Reflex Act Definition and Meaning

A reflex act is an involuntary movement that a person performs in response to a certain stimulus. These movements are controlled by the reflex act: a series of structures that act between the sensory receptor and the effector.

Therefore, it is necessary to differentiate between the reflex act (an involuntary and stereotyped action) and the reflex arc (the structures that drive the performance of the reflex act).

Let’s see a brief DEFINITION OF some of the complementary concepts of reflex act, in order to understand its use in this context:

* sensory receptor: it is a nerve ending found in the ear, tongue, nose, eyes and skin, among other sensory organs. It is in charge of receiving external and internal stimuli, to then transport the data and obtain a response in the form of sensations and a nervous impulse. This impulse is then taken to the central nervous system, where it is processed so that the individual obtains information about the characteristics of her environment and can respond appropriately;

* sensory neuron: it is also called the sensory neuron, and it is the one that is in charge of converting all external stimuli into an internal one. Its activation takes place through the action of the senses, and sends projections to the central nervous system for the subsequent transmission of information to the spinal cord or brain.
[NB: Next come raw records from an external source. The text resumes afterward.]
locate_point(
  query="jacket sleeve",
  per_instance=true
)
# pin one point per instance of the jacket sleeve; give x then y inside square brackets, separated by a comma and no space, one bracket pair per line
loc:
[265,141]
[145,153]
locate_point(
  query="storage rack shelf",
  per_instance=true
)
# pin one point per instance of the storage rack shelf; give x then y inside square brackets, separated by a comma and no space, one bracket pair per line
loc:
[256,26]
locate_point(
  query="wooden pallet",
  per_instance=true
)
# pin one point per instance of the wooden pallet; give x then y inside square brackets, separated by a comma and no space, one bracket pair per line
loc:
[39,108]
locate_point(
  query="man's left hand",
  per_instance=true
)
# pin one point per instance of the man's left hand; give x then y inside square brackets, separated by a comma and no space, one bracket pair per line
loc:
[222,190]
A fundamental difference between this type of neuron and the one we can find in the central nervous system is that the former receives stimuli such as sound, temperature or light, and not from other neurons;

* integrating neuron: also known as the interneuron, it is part of the central nervous system, its size is small and its axon (an extension whose length determines the type of neuron) is of little extension. The interneuron does not connect with muscle fibers or sensory receptors, but does so exclusively with other neurons, and this allows it to carry out highly complex functions;

* motor neuron: another fundamental concept for understanding the reflex act, since it is the type of neuron directly involved with the movement and locomotion of vertebrates. When it transmits a nervous impulse, the muscle cell recognizes the signal thanks to the presence of receptors, which generate a response;

* effector: is a nerve cell that produces a response each time it receives a stimulus. Some of the most common are the secretion of some substance and, essential in the case of the reflex act, movement.
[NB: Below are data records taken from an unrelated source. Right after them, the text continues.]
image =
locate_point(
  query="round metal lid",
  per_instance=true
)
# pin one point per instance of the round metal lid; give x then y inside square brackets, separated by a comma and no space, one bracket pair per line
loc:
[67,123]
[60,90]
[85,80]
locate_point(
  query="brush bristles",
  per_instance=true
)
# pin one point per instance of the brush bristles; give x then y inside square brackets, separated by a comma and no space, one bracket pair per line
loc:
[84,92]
Each reflex act involves the coordination of three stages at high speed: excitement, driving, and reaction. The entire process begins when the receptors capture the nervous stimulus, which is conducted through the reflex arc towards the effector for the development of the response.

In other words: the nervous stimulus produces an excitation (the first stage of the reflex act), which motivates the conduction (second stage) of the message to the spinal cord. This nervous tissue is responsible for the coordination of the response, which develops as a reaction (third stage).

According to the classes of neurons involved in the reflex act, it is possible to distinguish between simple reflex acts and compound reflex acts. In simple reflex acts, only two neurons act: the sensory neuron and the motor neuron. In compound reflex acts, on the other hand, an intercalar neuron that mediates between the sensory and the motor also intervenes.

A typical example of reflex action is the movement we make when we receive a blow to the patellar ligament (in the knee area) and involuntarily raise the leg.